Whence having built a scene graph, the rendering is done, typically after having received some expose event in a drawing area window, by applying a "render_action" that traverses the scene graph and asks to the nodes the actions that will be passed to a specific graphics engine. For example a shape node (cube, sphere, polyhedron), when traversed, will give to the render_action the graphics primitives (points, lines, segments, triangles) representing that shape. A camera node will give a projection matrix, a matrix node will give a model matrix. A common graphics engine being GL-ES, we have the tools::sg::GL_action class that does that for GL-ES on macOS, Linux and Windows. We have also various render_action to do offscreen rendering (gl2ps_action using gl2ps and zb_action to render in an in memory z buffer). In softinex we have also a exlib::wasm::render to render in WebAssembly using WebGL and a exlib::metal::render to render within macOS/Cocoa/Metal, but these are not yet used in Geant4/vis.

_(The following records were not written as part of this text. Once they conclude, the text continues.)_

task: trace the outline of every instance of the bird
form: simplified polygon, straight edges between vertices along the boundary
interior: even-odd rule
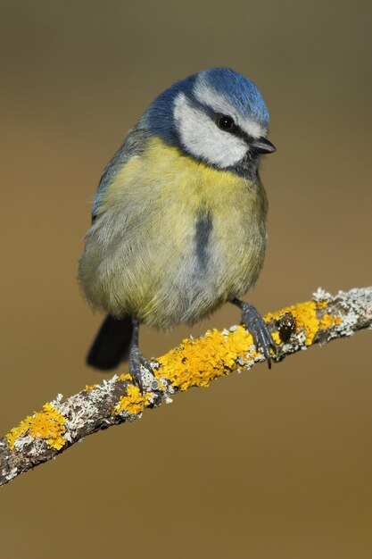
[[[269,112],[255,84],[224,67],[198,71],[158,95],[105,167],[93,202],[78,280],[107,313],[87,354],[103,371],[128,359],[143,388],[151,363],[139,327],[193,325],[225,303],[262,348],[273,341],[241,297],[255,284],[267,243],[260,179]]]

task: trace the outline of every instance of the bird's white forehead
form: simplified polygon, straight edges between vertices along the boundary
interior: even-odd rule
[[[236,124],[252,138],[266,136],[268,130],[265,128],[260,126],[260,124],[252,119],[239,114],[227,97],[211,88],[211,85],[205,81],[203,74],[196,79],[194,86],[194,95],[199,103],[208,105],[216,113],[231,116]]]
[[[182,92],[175,99],[174,118],[183,146],[195,157],[224,169],[245,155],[244,139],[219,129],[205,111],[191,104]]]

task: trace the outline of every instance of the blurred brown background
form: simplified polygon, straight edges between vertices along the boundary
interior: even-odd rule
[[[213,65],[271,115],[262,312],[371,284],[370,3],[2,2],[1,432],[102,379],[75,280],[100,173]],[[225,306],[207,326],[236,323]],[[144,329],[159,355],[186,334]],[[372,556],[371,332],[194,390],[1,491],[2,556]]]

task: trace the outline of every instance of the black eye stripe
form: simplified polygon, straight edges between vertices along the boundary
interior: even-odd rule
[[[235,128],[235,121],[231,116],[228,114],[219,114],[216,121],[217,126],[221,129],[227,132],[230,132]]]
[[[193,99],[189,98],[188,100],[189,100],[189,103],[190,103],[191,106],[193,106],[193,107],[194,107],[196,109],[202,110],[203,113],[206,113],[210,116],[210,118],[212,121],[214,121],[214,122],[216,123],[217,126],[219,126],[218,125],[219,118],[220,118],[222,116],[228,116],[234,121],[234,119],[232,117],[230,117],[228,114],[222,114],[222,113],[216,113],[213,111],[213,109],[211,107],[210,107],[208,104],[204,104],[203,103],[201,103],[200,101],[198,101],[195,98],[193,98]],[[237,138],[241,138],[247,144],[249,144],[250,142],[252,142],[253,140],[253,138],[252,136],[250,136],[250,134],[248,134],[247,132],[244,132],[244,130],[243,130],[240,128],[240,126],[238,124],[236,124],[235,121],[234,121],[234,126],[232,127],[231,129],[224,130],[224,131],[228,132],[229,134],[233,134],[233,136],[236,136]]]

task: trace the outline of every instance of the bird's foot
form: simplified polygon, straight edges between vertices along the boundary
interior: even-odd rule
[[[138,347],[133,347],[130,351],[128,365],[129,374],[141,394],[145,392],[145,388],[156,390],[159,388],[159,382],[153,372],[150,362]],[[145,371],[144,369],[145,369]]]
[[[252,334],[256,349],[260,346],[268,362],[269,369],[271,369],[270,348],[274,354],[277,353],[277,346],[271,337],[269,327],[257,309],[249,303],[240,302],[242,310],[242,322],[245,324],[246,330]]]

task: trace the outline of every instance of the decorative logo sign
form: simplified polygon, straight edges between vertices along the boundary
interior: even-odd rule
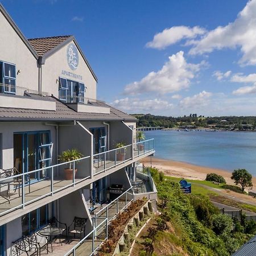
[[[180,181],[180,188],[185,194],[190,194],[191,193],[191,183],[188,183],[185,180]]]
[[[77,48],[72,43],[68,45],[67,52],[67,59],[69,68],[72,70],[75,70],[77,68],[79,64],[79,53]]]

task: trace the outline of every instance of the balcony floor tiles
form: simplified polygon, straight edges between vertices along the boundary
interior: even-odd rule
[[[71,239],[69,242],[67,242],[66,240],[63,240],[61,241],[62,245],[59,242],[56,242],[52,244],[52,252],[48,253],[48,256],[63,256],[69,250],[71,250],[79,242],[78,239]],[[94,240],[94,247],[96,248],[101,243],[101,241]],[[51,249],[51,246],[49,245],[49,249]],[[76,256],[87,256],[92,253],[92,241],[91,240],[86,240],[84,242],[82,243],[81,245],[77,247],[76,249]],[[43,253],[44,255],[44,251]],[[72,255],[71,253],[71,255]]]
[[[75,179],[75,181],[79,180]],[[71,184],[72,180],[53,180],[53,191],[64,187]],[[30,193],[29,192],[28,185],[25,187],[25,202],[28,203],[33,200],[51,192],[51,180],[41,180],[39,182],[32,183],[30,185]],[[0,213],[9,209],[14,208],[22,204],[22,189],[20,188],[20,196],[19,196],[18,189],[14,192],[14,189],[11,188],[9,196],[6,196],[5,192],[2,192],[1,195],[6,196],[10,200],[10,204],[7,199],[0,196]],[[9,198],[10,196],[10,198]]]

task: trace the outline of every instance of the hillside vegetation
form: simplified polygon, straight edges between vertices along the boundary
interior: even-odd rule
[[[148,230],[141,255],[228,256],[256,233],[254,221],[220,214],[208,197],[184,195],[178,183],[159,175],[156,169],[152,168],[151,174],[161,214],[155,229]]]
[[[164,117],[150,114],[135,114],[138,127],[162,126],[166,128],[193,126],[195,127],[215,127],[228,130],[255,130],[256,117],[204,117],[190,114],[184,117]]]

In Geant4/vis, the ToolsSG directory contains code to create a viewer within various windowing systems, codes which are declared as "drivers" in the vis system. In G4/11.0, there are the TOOLSSG_QT_GLES, TOOLSSG_XT_GLES to create a viewing area ready for GL-ES rendering if using the GUI toolkits Qt or Xt/Motif (activated through the G4UIQt, G4UIXt classes), and TOOLSSG_X11_GLES, TOOLSSG_WINDOWS_GLES to create a GL-ES viewing area straigh on X11 or Windows windowing systems.
From a user point of view, typical commands to create a ToolsSG viewer are:
/vis/sceneHandler/create TSG scene-handler-tsg
/vis/viewer/create scene-handler-tsg viewer-tsg 600x600-0+0
or with the compound command:
/vis/viewer/open TSG 600x600-0+0
Someone can specify straight a TOOLSSG_[QT,XT,X11,WINDOWS]_GLES name driver, but if specifying "TSG", the G4/vis system will pick the "right one", according to the kind of GUI context which is around (in general Qt for now).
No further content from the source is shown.